“In Search of Palestine – Edward Said’s Return Home.” BBC films, 1998.

 

Said’s film shares the central concern of Salman Abu Sitta’s talk of February 6th- the longing to return to a home one was forced to flee from and the sense of burning injustice at being prevented from doing so. It extends and exemplifies what he wrote in a piece for The London Review of Books in February 1984, “Permission to Narrate”, written after the 1982 Israeli invasion of Lebanon and complicity in the Sabra and Chatila massacres and also a title that sums up the refusal of the so-called Free World to allow the Palestinian narrative to be heard.

In this fifty-minute film made in 1998 – fifty years after the Nakba – there is no mention of the JNF as such, but its shadow falls over many of the issues discussed by Said and the activities it is still practising are seen to have been present then. It’s an emotional film, starting in the school where his grandfather had played cricket and finishing with Said, looking at the ground, shaking his head in bewildered disbelief.

He deals with the issues of land seizure and ownership, of the impossibility of Palestinian building permits, of the tragedy of Oslo and its hopelessly defeatist division of the West Bank, at a time when these issues were even more ignored in the world outside than they are now.

He stands outside what was his family’s home in Jerusalem, film of the present intercut with pictures of his family members in the garden. His father and grandfather had been born there, his mother hailing from Nazareth, but the family was forced to flee in 1947 and a Jewish family had taken it over. Said just mutters the word “unfair” to describe this; his American-born son, accompanying him, wonders why they can’t get it back. This question goes unanswered.

Immediately one thinks of the Sumarin family, currently fighting to retain their property in Silwan, trying to resist being driven out, being hounded by the JNF surrogate Himnuta and the Abramovich-funded Elad Settler movement.

Said visits Deir Yassin and speaks to a woman who had 25 members of her family killed in the village by a Jewish militia in April 1948. A youthful Ilan Pappé, interviewed, confirms that historians could now show that Palestinians had left their villages because they had not the means to defend them against such massacres and not because the Arab countries had told them to, a myth that at the time of the making of the film had only recently been rebutted.

In snatches of conversation with another Palestinian who had left for the USA, Ibrahim Abul Linghod, Said recounts how the Israeli victory in June 1967 had been a shattering blow to those who had felt that they were just waiting to return to their rightful homes and land and saw in the defeat, a crushing blow to these hopes. He had also been shocked by the racism of the US media in their coverage of the “war”, so much so that he wrote “The Arab Portrayed” to counter it. Other conversations with figures like Mahmoud Darwish and Daniel Barenboim give to the film a cultural element not often found, though the most radical of his interlocutors is Israel Shahak who refers to “annexation, apartheid and stolen land”. He also sums up the Oslo Accords as part of the process of joining the Palestinian Authority to the Israeli Government as parts of the same system.
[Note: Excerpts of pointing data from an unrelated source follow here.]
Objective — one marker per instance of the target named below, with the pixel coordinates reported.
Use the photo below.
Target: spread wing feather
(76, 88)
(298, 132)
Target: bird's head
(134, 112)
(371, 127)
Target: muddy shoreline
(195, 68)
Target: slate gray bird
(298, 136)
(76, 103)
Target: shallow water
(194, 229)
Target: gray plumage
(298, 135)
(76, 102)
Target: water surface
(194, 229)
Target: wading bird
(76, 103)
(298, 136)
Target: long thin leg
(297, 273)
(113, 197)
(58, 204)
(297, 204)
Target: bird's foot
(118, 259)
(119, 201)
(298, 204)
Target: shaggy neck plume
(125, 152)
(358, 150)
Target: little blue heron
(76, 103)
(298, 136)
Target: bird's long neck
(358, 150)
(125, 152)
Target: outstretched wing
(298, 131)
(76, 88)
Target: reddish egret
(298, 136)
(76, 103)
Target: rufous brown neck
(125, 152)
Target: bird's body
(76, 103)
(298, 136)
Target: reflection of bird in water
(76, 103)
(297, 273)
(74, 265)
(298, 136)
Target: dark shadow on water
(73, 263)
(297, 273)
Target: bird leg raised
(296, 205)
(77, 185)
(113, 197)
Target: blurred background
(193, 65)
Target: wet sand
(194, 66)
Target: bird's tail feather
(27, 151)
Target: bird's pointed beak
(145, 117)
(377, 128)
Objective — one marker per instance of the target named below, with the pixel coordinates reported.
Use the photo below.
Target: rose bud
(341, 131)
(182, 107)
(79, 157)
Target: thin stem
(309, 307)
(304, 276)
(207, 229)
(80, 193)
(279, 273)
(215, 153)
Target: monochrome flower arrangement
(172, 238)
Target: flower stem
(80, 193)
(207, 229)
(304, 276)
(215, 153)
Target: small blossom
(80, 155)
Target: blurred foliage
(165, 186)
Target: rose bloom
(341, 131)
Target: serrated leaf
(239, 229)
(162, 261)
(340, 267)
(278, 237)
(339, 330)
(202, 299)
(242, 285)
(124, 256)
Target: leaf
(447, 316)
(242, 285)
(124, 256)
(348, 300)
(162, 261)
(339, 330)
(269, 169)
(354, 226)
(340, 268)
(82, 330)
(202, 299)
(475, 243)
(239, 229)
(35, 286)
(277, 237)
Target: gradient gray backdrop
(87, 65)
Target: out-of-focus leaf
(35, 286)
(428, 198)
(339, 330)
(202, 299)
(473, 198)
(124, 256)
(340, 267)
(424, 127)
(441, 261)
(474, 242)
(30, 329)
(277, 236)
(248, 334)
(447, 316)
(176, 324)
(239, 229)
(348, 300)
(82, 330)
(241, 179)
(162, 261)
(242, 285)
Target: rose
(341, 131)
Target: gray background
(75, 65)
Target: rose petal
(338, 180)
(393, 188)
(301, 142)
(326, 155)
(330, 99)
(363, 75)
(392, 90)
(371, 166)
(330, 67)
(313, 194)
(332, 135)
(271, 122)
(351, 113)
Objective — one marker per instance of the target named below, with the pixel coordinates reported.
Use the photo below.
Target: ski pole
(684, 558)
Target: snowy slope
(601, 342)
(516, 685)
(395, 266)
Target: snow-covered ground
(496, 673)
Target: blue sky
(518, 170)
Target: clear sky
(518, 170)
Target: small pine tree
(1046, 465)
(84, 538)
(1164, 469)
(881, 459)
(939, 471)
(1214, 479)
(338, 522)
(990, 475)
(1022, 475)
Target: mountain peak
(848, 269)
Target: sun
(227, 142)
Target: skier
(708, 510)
These criticisms have become commonplace now, but I don’t believe that they were then, just five years after the documents were signed. The choice of “apartheid” as the word that best sums up the social situation between the river and the sea, alongside the pithy and cogent definition of this as “demographic separation without sovereignty” showed Shahak to have been as clear-sighted as he was fearless.

In a talk to a Palestinian audience during the visit, Said spells out his prescription: mass mobilisation for non-violent resistance. Palestinians could not prevail in an armed struggle, even if they could procure the arms, but they did not have to “construct failure” he asserted, in a memorable phrase.

In a discussion with a number of young Palestinian citizens of Israel, he hears them say that they have no intention of leaving what, post-1948, is known as Israel but they are not going to accept second-class citizenship either.

By this time, 1998, Said knew that he was suffering from an incurable leukaemia and probably had only a few years to live. For him, the film was overwhelmingly saddening; the Palestinians were utterly defenceless, had no voice, no hope of just treatment. At times, his own voice trails away and he seems close to tears, as if lost for words. There is a sense of a simple, strong, humanity when he appeals to individual IDF soldiers to think about what they are doing. And, in 1998, all this is before the “Separation Wall”, the endless checkpoints that his journey then was not subject to, the Nation State Law that spells out to Palestinian citizens of Israel that they are, indeed and de jure, second-class citizens, the moving of the US embassy to Jerusalem in defiance of International Law, and so on.

For us now, looking back the twenty-three years since the making of the film, the issues are the same. We are bringing them out into the open in our campaign to stop the JNF: the charity for ethnic cleansing, for a faux environmentalism to obscure and hide numerous crime scenes. Its “charitable” status in the UK is a mockery of what the word is supposed to mean.

Thanks to Said and many others, the Palestinians do have a voice, both their own and through their worldwide support. The tide is turning.